Keus F, de Jong J A F, Gooszen H G, van Laarhoven C J H M
Diakonessenhuis, Surgery, Bosboomstraat 1, Utrecht, Netherlands.
Cochrane Database Syst Rev. 2006 Oct 18(4):CD006231. doi: 10.1002/14651858.CD006231.
Cholecystectomy is one of the most frequently performed operations. Open cholecystectomy has been the gold standard for over 100 years. Laparoscopic cholecystectomy was introduced in the 1980s.
To compare the beneficial and harmful effects of laparoscopic versus open cholecystectomy for patients with symptomatic cholecystolithiasis.
We searched TheCochrane Hepato-Biliary Group Controlled Trials Register (April 2004), The Cochrane Library (Issue 1, 2004), MEDLINE (1966 to January 2004), EMBASE (1980 to January 2004), Web of Science (1988 to January 2004), and CINAHL (1982 to January 2004) for randomised trials.
All published and unpublished randomised trials in patients with symptomatic cholecystolithiasis comparing any kind of laparoscopic cholecystectomy versus any kind of open cholecystectomy. No language limitations were applied.
Two authors independently performed selection of trials and data extraction. The methodological quality of the generation of the allocation sequence, allocation concealment, blinding, and follow-up was evaluated to assess bias risk. Analyses were based on the intention-to-treat principle. Authors were requested additional information in case of missing data. Sensitivity and subgroup analyses were performed when appropriate.
Thirty-eight trials randomised 2338 patients. Most of the trials had high bias risk. There was no significant difference regarding mortality (risk difference 0,00, 95% confidence interval (CI) -0.01 to 0.01). Meta-analysis of all trials suggests less overall complications in the laparoscopic group, but the high-quality trials show no significant difference ('allocation concealment' high-quality trials risk difference, random effects -0.01, 95% CI -0.05 to 0.02). Laparoscopic cholecystectomy patients have a shorter hospital stay (weighted mean difference (WMD), random effects -3 days, 95% CI -3.9 to -2.3) and convalescence (WMD, random effects -22.5 days, 95% CI -36.9 to -8.1) compared to open cholecystectomy.
AUTHORS' CONCLUSIONS: No significant differences were observed in mortality, complications and operative time between laparoscopic and open cholecystectomy. Laparoscopic cholecystectomy is associated with a significantly shorter hospital stay and a quicker convalescence compared with the classical open cholecystectomy. These results confirm the existing preference for the laparoscopic cholecystectomy over open cholecystectomy.
胆囊切除术是最常施行的手术之一。开放式胆囊切除术在100多年来一直是金标准。腹腔镜胆囊切除术于20世纪80年代被引入。

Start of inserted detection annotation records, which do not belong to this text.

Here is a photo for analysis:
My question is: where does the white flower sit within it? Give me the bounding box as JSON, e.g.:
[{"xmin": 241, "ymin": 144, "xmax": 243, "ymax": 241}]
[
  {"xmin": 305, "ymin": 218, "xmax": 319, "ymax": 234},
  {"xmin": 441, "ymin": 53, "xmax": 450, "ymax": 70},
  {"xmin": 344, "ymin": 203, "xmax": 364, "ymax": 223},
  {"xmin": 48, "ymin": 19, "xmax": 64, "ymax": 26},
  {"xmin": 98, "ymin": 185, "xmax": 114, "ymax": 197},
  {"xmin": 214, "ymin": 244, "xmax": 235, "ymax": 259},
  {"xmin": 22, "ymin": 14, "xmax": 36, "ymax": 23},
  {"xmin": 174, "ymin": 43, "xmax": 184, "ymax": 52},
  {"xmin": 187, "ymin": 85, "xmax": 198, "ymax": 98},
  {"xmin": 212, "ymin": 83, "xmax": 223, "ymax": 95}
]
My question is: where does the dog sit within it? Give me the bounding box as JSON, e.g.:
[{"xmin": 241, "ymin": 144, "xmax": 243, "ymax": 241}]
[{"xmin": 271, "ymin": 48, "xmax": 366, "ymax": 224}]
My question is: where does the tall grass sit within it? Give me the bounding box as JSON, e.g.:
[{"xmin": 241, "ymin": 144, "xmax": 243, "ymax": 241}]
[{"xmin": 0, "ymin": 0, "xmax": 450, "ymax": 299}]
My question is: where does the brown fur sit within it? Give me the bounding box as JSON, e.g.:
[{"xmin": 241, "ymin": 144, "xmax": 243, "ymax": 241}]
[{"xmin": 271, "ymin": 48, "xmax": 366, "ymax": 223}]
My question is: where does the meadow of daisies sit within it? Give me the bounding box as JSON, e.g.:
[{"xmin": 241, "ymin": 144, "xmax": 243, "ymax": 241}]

比较腹腔镜与开放式胆囊切除术对有症状胆囊结石患者的有益和有害影响。
我们检索了Cochrane肝胆组对照试验注册库(2004年4月)、Cochrane图书馆(2004年第1期)、医学索引数据库(1966年至2004年1月)、荷兰医学文摘数据库(1980年至2004年1月)、科学引文索引数据库(1988年至2004年1月)和护理学与健康领域数据库(1982年至2004年1月)以查找随机试验。
所有已发表和未发表的针对有症状胆囊结石患者比较任何类型腹腔镜胆囊切除术与任何类型开放式胆囊切除术的随机试验。不设语言限制。
两位作者独立进行试验选择和数据提取。评估分配序列产生、分配隐藏、盲法和随访的方法学质量以评估偏倚风险。分析基于意向性治疗原则。如有数据缺失,要求作者提供额外信息。在适当情况下进行敏感性和亚组分析。
38项试验将2338例患者随机分组。大多数试验存在高偏倚风险。死亡率方面无显著差异(风险差值0.00,95%置信区间(CI)-0.01至0.01)。所有试验的荟萃分析表明腹腔镜组总体并发症较少,但高质量试验显示无显著差异(“分配隐藏”高质量试验风险差值,随机效应-0.01,95%CI-0.05至0.02)。与开放式胆囊切除术相比,腹腔镜胆囊切除术患者的住院时间较短(加权均数差值(WMD),随机效应-3天,95%CI-3.9至-2.3)且康复时间较短(WMD,随机效应-22.5天,95%CI-36.9至-8.1)。
腹腔镜与开放式胆囊切除术在死亡率、并发症和手术时间方面未观察到显著差异。与传统开放式胆囊切除术相比,腹腔镜胆囊切除术的住院时间显著缩短且康复更快。这些结果证实了目前对腹腔镜胆囊切除术优于开放式胆囊切除术的偏好。